Sou talvez um bocadinho polivalente nesse sentido relativamente às pessoas da minha geração. Sempre achei que o palco cantado ou não cantado é um momento de representação. Acho que o palco é o sítio da grande ilusão. Gosto do palco, porque me enamoro não só pelos músicos, mas pelo público. Portanto essa interatividade tem de existir e eu tenho de ter uma expressão. O cantor não pode ser uma coisa estática, sem expressão, meia híbrida, tem de ter qualquer coisa que entusiasme. E eu sempre gostei muito de representar, aliás por causa do Nicolau e do meu irmão.
Não encara a representação e a apresentação como hobbies?

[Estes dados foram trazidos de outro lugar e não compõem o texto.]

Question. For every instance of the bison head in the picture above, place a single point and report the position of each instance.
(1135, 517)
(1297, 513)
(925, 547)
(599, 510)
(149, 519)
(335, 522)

De maneira nenhuma. A primeira vez que fui convidado para representar foi pelo Artur Ramos, era um encenador da velha guarda. Foi para fazer um monólogo, um marinheiro que cantava uma história. E eu gostei muito daquilo. E trabalhei muito na Comuna, não como ator, mas tinha lá o meu estúdio de música e de ensaios que o João Mota me tinha cedido. Trabalhei lá quase 11 anos. Fiz músicas para teatro, ganhei um prémio, e para cinema também.
Tem novas canções preparadas para ver a luz do dia?
Há muitos originais, mas o disco A Festa da Vida [lançado em abril deste ano] ainda não fez o percurso que deve fazer. Espero que dê frutos para o ano, que haja mais espetáculos. Depois tem de se estar sempre a renovar.